Sloping sites present a special challenge to homeowners. Pool areas, patios, garden sheds, play areas and other functions which require relatively level ground cannot be realised without changing the terrain. Steep sites are also difficult to access and mow; not to mention problems associated with slopes such as erosion and limited water retention capacity.
A common solution to a sloping site is using retaining walls. They hold back slopes and can be used to increase the usable space on your property. A good retaining wall is also a visual element that adds character to your garden. They introduce a third dimension to your landscape.

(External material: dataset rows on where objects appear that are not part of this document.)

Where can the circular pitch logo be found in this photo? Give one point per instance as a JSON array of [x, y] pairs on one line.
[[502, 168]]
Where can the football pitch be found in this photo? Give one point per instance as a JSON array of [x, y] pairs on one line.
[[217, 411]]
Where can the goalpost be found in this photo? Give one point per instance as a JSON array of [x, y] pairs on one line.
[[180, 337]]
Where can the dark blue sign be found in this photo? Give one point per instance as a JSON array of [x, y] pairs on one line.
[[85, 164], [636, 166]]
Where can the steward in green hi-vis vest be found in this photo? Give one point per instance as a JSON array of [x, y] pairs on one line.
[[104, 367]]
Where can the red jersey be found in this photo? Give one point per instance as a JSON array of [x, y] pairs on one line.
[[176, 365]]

Retaining walls two feet or less in height are easy and usually safe to build without too much structural considerations. The trouble starts when you need taller retaining walls which support significant loads.
These must be treated as structural elements. It is recommended that you hire a civil engineer to help you design such walls. It is important to ensure that the foundation of the wall is stable and structurally sound. It should extend at least one foot beyond the front and the back of the base width of the wall.
Drainage is also an important consideration. Many retaining walls fail because of pressure due to water or excess soil moisture that builds up behind them.
To avert this, retaining wall should provide some means by which this water can freely drain down and away from the wall. This can be accomplished by having a gravel backfill and drain pipes or ‘weep’ holes to allow water to drain from behind the wall.
There are many materials that can be used to construct retaining walls. The most common ones include natural stone, precast concrete blocks, poured concrete and even timber.
Natural stones make for the most aesthetically appealing retaining wall materials. You have a wide variety of choices to fit just about any architectural or garden style.
Precast concrete gravity blocks are also becoming faster and easier to assemble. Modern concrete blocks are simply stalked on top of one another and then secured in place with pins, clips or interlocking edges. Poured concrete on the other hand are mostly applied in complex commercial projects or where structural considerations are paramount.